Estación policial de San Buenaventura, donde se determinó suspender la audiencia de inspección ocular. Foto: F.C.
Luego de siete meses de la muerte del indígena leco Francisco Marupa, este martes la Fiscalía llegó hasta la población de San Buenaventura, al norte del departamento de La Paz, para realizar la audiencia de inspección ocular, la cual no pudo realizarse, debido a que no se trasladó hasta ese municipio al único detenido del caso, el joven tsimane Julio Lero.
El abogado de Lero, Gabriel Quiroga, lamentó que se haya convocado a esta audiencia, pero no se haya previsto trasladar a su defendido, quien mantiene una detención preventiva en la cárcel de San Pedro de la ciudad de La Paz. “Julio nunca se enteró que tenía que venir a esta inspección fiscal”, denunció el jurista.

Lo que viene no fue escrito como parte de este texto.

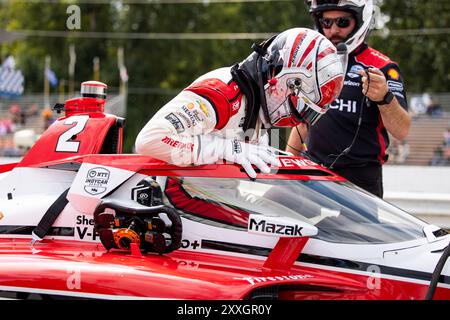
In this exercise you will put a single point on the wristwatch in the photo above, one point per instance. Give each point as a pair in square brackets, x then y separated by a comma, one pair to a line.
[387, 98]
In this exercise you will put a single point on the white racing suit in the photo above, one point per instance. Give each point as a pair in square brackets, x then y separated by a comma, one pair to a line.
[203, 124]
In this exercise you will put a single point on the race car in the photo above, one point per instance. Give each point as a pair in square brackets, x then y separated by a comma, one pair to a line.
[78, 219]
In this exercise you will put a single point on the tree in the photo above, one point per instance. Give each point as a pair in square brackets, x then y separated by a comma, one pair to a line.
[420, 44]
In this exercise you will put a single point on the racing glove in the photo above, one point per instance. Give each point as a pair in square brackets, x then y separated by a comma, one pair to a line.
[213, 148]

El fiscal Sergio Usnayo, al constatar que Lero no estaba presente, determinó suspender la audiencia de inspección ocular. No obstante, continuó con su labor junto a la parte demandante sin el consentimiento de la contraparte, protestó Quiroga.

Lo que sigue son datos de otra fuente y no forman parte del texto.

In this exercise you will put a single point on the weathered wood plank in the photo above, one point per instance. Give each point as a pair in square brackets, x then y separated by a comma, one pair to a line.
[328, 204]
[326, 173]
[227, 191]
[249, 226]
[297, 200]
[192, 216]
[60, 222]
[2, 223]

“Me llama la atención que luego de la suspensión; el fiscal, los policías y la parte de las víctimas y sus abogados, se subieron a un vehículo y se fueron a departir. Esto demuestra una parcialización del fiscal con la parte víctima”, denunció el abogado.
La inspección ocular debía realizarse en la comunidad de Torewa, ingresando al parque Madidi, donde el 11 de febrero de 2025, Francisco Marupa, un exdirigente del pueblo Leco, falleció por un golpe contuso en la cabeza. El hecho indignó a diferentes organizaciones indígenas. Tres días después del suceso, civiles entregaron a Julio Lero como el supuesto autor del crimen, incluso el entonces ministro de Gobierno, Eduardo del Castillo, en sus redes sociales lo inculpó sin una previa investigación del caso.
A siete meses del hecho, la defensa del joven tsimane denuncia que no hay una sola evidencia que demuestre que Lero es el culpable del crimen. En el cuaderno de investigaciones, al que accedió UNITAS, REPAM, CEJIS, la Pastoral – Reyes y la Pastoral Penitenciaria, se han evidenciado una serie de irregularidades en el proceso investigativo, como ser errores en la identidad y edad de Lero o la dilación en las pesquisas por el repetido cambio de fiscales.